The events on Hamra Street in West Beirut have had major national repercussions, mainly for the right of freedom of speech and police protection. This was not a surprise since the new cabinet is correctly labeled pro-Syrian. Perhaps the most important result was the galvanizing of hundreds of activists, writers, journalists, poets, musicians, and some politicians, who gathered in Martyrs Square, where many Lebanese and Syrians were executed by the Ottomans early in the 20th century, in downtown Beirut to show solidarity with the Syrian people. It was peaceful by all standards, although Shabiha attempted to disrupt the event, inciting some of Lebanon’s most prominent intellectuals and artists to come forward and denounce the bloody practices of the Syrian regime.

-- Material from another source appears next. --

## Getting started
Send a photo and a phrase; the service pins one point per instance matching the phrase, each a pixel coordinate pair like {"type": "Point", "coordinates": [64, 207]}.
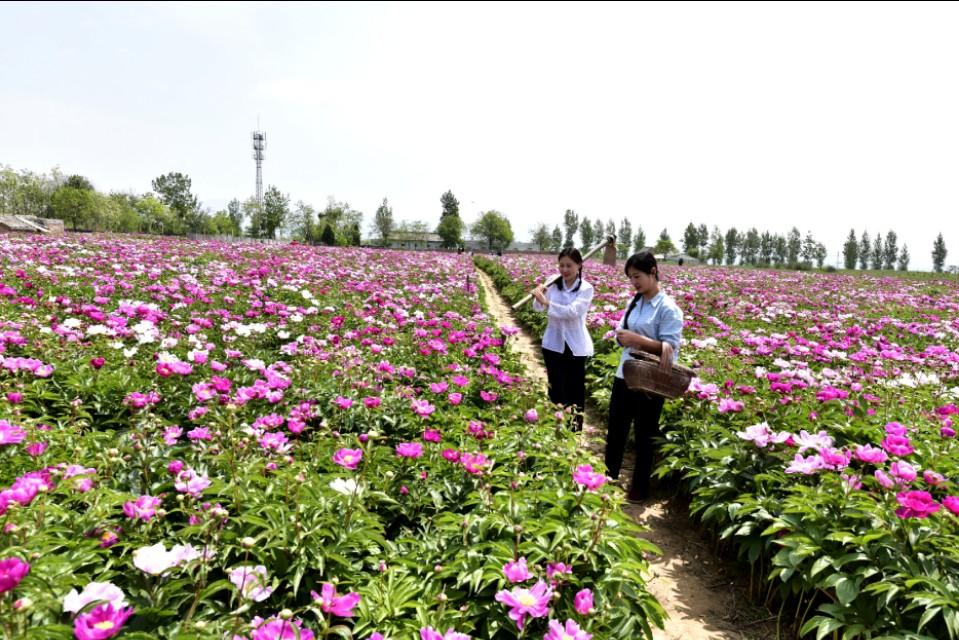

Outsiders may wonder about the political and cultural role of intellectuals in Lebanon. The predicament of Lebanon’s intellectuals and artists cannot be explained without also examining the attitude of a government that subscribes to the “non-intervention theory.” The activities of the Lebanese Minister of Culture on the eve of the gathering in Martyrs Square shed some light on this. On that night, he was giving a speech during a dinner held by the Free Patriotic Movement, the political party to which he belongs. During the dinner, he defended the Syrian army and the “strong” relationship between Lebanon and Syria, going so far as to compare the Syrian popular uprising to a confrontation between the Lebanese army and a group of militant Islamist Palestinians in Nahr Al Barid refugee camp in northern Lebanon, according to Abduh Wazen, editor of the Cultural section of Al Hayat newspaper. The fact that the Minister of Culture, Gaby Layoun, recognizes no difference between terrorists and the genuine pro-democracy movement now happening in Syria speaks volumes as to why Lebanese intellectuals tarried in taking to the streets.
When a country’s best artists and intellectuals turn out to register protest, one would expect some sort of recognition and legitimization from the Minister of Culture, especially when many of them are members of the country’s two main opposing political groups. But in the case of Lebanon, the Minister was dining and lending support to the official Syrian position. Was the Minister of Culture fazed by the activities of his country’s intellectuals? Apparently not, according to Wazen. “He does not consider himself their minister and they do not recognize him as a Minister of Culture, given their understanding of the requirements of that post.”
Thus, there are several factors that hindered the development of early protest by Lebanon’s intellectual and artistic communities. Since Lebanon has no “Ministry of Culture” but rather only a “Minister of Culture,” as Wazen put it, whose main objective is to provide support to his political party and its Syrian ally, intellectuals cannot expect much support or protection of any kind.
Against the many odds, however, Lebanon’s best artists and intellectuals came out and said NO to the atrocities and the butchering of innocent civilians that has occurred in almost every Syrian city.